SOUTH SAN FRANCISCO, CA--(Marketwire - October 27, 2011) -

Cytokinetics, Incorporated (NASDAQ: CYTK) reported total research and development revenues of $1.4 million for the third quarter of 2011. The net loss for the third quarter was $10.6 million, or $0.15 per basic and diluted share. This is compared to a net loss of $12.3 million, or $0.19 per basic and diluted share, for the same period in 2010. As of September 30, 2011, cash, cash equivalents and investments, excluding restricted cash, totaled $57.6 million.
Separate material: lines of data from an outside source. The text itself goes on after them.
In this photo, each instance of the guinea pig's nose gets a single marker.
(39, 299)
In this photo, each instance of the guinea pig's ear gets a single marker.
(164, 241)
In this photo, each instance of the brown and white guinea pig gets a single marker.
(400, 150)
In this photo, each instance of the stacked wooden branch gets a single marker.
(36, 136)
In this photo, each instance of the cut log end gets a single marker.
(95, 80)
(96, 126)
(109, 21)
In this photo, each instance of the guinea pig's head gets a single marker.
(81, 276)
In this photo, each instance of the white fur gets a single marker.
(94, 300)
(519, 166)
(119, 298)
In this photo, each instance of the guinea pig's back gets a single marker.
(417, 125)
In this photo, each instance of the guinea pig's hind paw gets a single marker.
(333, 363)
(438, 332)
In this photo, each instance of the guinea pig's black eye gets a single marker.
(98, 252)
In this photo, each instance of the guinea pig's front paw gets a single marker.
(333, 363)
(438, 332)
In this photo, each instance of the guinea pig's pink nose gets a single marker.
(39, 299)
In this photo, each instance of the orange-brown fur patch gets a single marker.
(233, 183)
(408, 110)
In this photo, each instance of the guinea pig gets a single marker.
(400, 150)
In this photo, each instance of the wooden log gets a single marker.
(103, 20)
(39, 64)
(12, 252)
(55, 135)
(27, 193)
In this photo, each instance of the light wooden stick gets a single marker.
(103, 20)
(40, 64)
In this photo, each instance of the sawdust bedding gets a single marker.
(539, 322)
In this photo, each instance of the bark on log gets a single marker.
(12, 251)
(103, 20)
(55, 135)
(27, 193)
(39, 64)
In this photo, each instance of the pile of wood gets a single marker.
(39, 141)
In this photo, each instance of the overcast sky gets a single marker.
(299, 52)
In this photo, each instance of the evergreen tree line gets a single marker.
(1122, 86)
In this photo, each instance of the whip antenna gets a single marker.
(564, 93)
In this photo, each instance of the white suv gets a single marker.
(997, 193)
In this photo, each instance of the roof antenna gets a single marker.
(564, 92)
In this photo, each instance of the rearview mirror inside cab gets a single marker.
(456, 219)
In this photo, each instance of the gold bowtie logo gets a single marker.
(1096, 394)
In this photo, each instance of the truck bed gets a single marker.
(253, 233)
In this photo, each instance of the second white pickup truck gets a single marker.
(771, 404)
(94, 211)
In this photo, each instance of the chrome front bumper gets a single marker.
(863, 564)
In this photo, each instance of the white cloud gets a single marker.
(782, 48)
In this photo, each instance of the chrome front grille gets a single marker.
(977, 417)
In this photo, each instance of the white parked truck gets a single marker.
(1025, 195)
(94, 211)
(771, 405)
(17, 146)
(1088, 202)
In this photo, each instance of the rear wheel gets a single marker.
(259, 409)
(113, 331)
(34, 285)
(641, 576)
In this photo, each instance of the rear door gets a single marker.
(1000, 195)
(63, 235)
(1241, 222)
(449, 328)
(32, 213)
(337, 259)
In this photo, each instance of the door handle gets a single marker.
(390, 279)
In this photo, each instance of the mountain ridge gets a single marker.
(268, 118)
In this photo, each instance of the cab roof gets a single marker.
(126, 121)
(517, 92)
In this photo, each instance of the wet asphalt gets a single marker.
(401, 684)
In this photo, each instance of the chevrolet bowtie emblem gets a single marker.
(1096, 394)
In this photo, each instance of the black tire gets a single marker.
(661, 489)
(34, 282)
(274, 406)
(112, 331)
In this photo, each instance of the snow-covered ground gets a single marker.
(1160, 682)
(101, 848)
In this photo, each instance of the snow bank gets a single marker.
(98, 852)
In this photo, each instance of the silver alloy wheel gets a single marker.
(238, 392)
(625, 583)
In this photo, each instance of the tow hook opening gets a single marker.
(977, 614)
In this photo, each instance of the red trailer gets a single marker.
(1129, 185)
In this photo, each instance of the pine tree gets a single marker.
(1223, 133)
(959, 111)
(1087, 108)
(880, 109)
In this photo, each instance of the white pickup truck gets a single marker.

“During the quarter, Cytokinetics refined its clinical and regulatory strategy relating to the development of CK-2017357 for the potential treatment of ALS,” stated Robert I. Blum, Cytokinetics’ President and Chief Executive Officer. “We have also reduced spending to enable our focus on the advancement of our clinical program for CK-2017357 in ALS. We believe the company’s recent progress may set the stage for the initiation of a pivotal trial of CK-2017357 in ALS patients in coordination with a global registration strategy. We are pleased these Cytokinetics activities are occurring side-by-side with the continued progression of the international clinical development program for omecamtiv mecarbil, which is directed to the potential treatment of heart failure and is occurring under our collaboration with Amgen.”

Company Highlights

Cardiac Muscle Contractility

Omecamtiv Mecarbil

  • During the quarter, Cytokinetics announced the publication of results from two clinical trials of omecamtiv mecarbil, a novel cardiac myosin activator, in the August 20, 2011 issue of the journal The Lancet. These two manuscripts present data regarding the safety, tolerability, pharmacokinetics and pharmacodynamic effects of this investigational drug candidate from a Phase I first-time-in-humans clinical trial in healthy volunteers and a Phase IIa clinical trial in stable heart failure patients. Both trials were sponsored by Cytokinetics.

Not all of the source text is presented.